Cuando sonó el timbre, el aula se llenó otra vez de movimiento. Sillas arrastrándose, risas, pasos rápidos. Lucien estaba apoyado en el marco de la puerta, parecía habernos estado esperando.
—Tenemos que hablar un momento.
Sienna arqueó las cejas, se giró hacia mí con una sonrisa traviesa.
—Yo voy yendo a la cafetería. No tardéis.
Se fue dejándonos allí, con Lucien siguiéndome de cerca hasta que volvimos a entrar en el aula vacía. Las persianas estaban medio bajadas y el lugar tenía ese silencio extraño de después de clase.
—Bueno... ¿qué pasa? —pregunté.
Me sujetó suavemente del rostro y me besó, directo. Después se apartó apenas un segundo, con sus labios todavía rozando los míos.
—Lo que pasa es que no he podido besar a mi novia en toda la mañana... y he estado deseando hacerlo.
No pude evitar sonreír.
—Eres tonto.
—Un tonto que te quiere besar otra vez —replicó, y lo hizo, esta vez más lento, más profundo, como si buscara grabar cada segundo en mi memoria.
Sentí sus manos viajar a mi cintura, deslizarse hasta ajustarme contra él, como si temiera que me fuera a desvanecer en cualquier momento. Lo dejé, porque esa paz que siempre traía consigo me envolvía, quitándome el peso que otros me ponían encima. Lucien era la tranquilidad hecha persona, y yo necesitaba esa calma.

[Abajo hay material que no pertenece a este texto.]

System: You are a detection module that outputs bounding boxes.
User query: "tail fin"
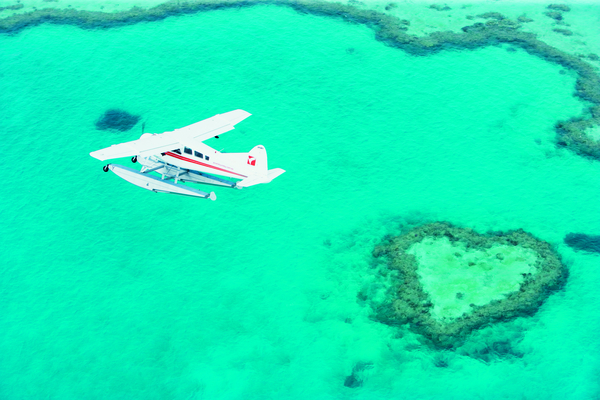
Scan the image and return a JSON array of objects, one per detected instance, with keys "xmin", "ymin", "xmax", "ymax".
[{"xmin": 236, "ymin": 168, "xmax": 285, "ymax": 188}]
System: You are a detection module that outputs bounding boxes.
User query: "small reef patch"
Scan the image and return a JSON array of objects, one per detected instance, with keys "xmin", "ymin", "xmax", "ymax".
[
  {"xmin": 96, "ymin": 108, "xmax": 140, "ymax": 132},
  {"xmin": 370, "ymin": 222, "xmax": 568, "ymax": 349}
]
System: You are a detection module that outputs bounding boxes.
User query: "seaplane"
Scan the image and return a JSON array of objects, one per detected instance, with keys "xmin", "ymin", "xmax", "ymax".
[{"xmin": 90, "ymin": 110, "xmax": 285, "ymax": 200}]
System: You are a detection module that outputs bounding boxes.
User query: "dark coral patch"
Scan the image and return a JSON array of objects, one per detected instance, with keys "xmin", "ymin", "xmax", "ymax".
[
  {"xmin": 96, "ymin": 108, "xmax": 140, "ymax": 132},
  {"xmin": 565, "ymin": 233, "xmax": 600, "ymax": 253},
  {"xmin": 372, "ymin": 222, "xmax": 568, "ymax": 348}
]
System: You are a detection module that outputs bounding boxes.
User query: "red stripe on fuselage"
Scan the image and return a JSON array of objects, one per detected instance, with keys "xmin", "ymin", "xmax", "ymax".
[{"xmin": 165, "ymin": 151, "xmax": 247, "ymax": 178}]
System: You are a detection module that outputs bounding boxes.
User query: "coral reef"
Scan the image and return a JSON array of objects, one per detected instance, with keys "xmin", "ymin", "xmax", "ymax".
[
  {"xmin": 0, "ymin": 0, "xmax": 600, "ymax": 159},
  {"xmin": 344, "ymin": 362, "xmax": 373, "ymax": 389},
  {"xmin": 372, "ymin": 222, "xmax": 568, "ymax": 348},
  {"xmin": 96, "ymin": 108, "xmax": 140, "ymax": 132},
  {"xmin": 565, "ymin": 233, "xmax": 600, "ymax": 253}
]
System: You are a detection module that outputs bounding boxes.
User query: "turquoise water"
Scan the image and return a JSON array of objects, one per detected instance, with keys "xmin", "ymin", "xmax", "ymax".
[{"xmin": 0, "ymin": 6, "xmax": 600, "ymax": 399}]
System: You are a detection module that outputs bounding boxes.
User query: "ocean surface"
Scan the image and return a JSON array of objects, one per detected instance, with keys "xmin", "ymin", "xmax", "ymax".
[{"xmin": 0, "ymin": 6, "xmax": 600, "ymax": 400}]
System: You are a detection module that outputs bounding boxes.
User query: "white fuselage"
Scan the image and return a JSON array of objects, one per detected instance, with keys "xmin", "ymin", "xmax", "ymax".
[{"xmin": 158, "ymin": 143, "xmax": 251, "ymax": 179}]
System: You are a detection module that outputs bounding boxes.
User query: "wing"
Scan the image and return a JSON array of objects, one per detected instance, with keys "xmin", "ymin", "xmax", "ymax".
[{"xmin": 90, "ymin": 110, "xmax": 252, "ymax": 161}]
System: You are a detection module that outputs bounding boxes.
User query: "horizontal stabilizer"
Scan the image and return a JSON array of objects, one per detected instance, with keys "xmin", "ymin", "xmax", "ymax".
[
  {"xmin": 108, "ymin": 164, "xmax": 217, "ymax": 200},
  {"xmin": 237, "ymin": 168, "xmax": 285, "ymax": 187}
]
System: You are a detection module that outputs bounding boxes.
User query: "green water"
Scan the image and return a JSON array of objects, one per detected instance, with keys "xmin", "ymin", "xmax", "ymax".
[{"xmin": 0, "ymin": 6, "xmax": 600, "ymax": 399}]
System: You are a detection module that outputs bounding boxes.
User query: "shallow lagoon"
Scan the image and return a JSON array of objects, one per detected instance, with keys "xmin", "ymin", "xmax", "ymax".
[{"xmin": 0, "ymin": 6, "xmax": 600, "ymax": 399}]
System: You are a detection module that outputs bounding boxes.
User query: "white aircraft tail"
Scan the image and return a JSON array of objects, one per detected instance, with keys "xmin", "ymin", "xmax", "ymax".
[{"xmin": 237, "ymin": 145, "xmax": 285, "ymax": 187}]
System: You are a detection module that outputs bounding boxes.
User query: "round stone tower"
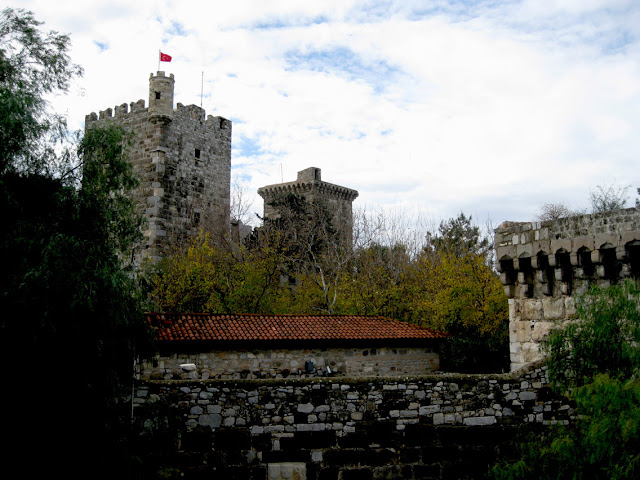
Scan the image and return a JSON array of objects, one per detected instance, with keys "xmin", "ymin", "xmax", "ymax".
[{"xmin": 149, "ymin": 72, "xmax": 174, "ymax": 123}]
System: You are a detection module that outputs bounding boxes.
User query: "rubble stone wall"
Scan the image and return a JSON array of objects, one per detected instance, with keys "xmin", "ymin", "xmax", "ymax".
[
  {"xmin": 495, "ymin": 208, "xmax": 640, "ymax": 370},
  {"xmin": 140, "ymin": 347, "xmax": 440, "ymax": 380},
  {"xmin": 134, "ymin": 364, "xmax": 574, "ymax": 480}
]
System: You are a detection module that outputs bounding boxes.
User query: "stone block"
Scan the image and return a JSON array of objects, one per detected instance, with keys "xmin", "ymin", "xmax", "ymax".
[
  {"xmin": 542, "ymin": 297, "xmax": 565, "ymax": 320},
  {"xmin": 520, "ymin": 298, "xmax": 544, "ymax": 320},
  {"xmin": 464, "ymin": 416, "xmax": 497, "ymax": 427}
]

El comedor estaba medio lleno, con el murmullo constante de charlas, risas y platos chocando que hacía imposible encontrar un silencio real. El aire olía a café recalentado y a pan tostado, una mezcla que solo sobrevivía gracias al cansancio general. Sienna ya estaba en una mesa, con dos bandejas delante, y apenas nos vio aparecer, movió un par de cosas para hacerme sitio.
—Por fin —dijo, arrugando la nariz mientras me señalaba la silla vacía—. Pensé que os habíais ido y tendría que sentarme con esos. —Asintió hacia la mesa de Theo y su grupo, que parecían competir por quién hacía más ruido.
—¿Y que pierdas tu chispa en ese agujero de energía? Jamás —Dejé la mochila a un lado y me dejé caer en la silla, soltando un suspiro.
Lucien se sentó frente a nosotras, apoyando los codos sobre la mesa. Mientras yo cogía el tenedor, Sienna suspiró con dramatismo.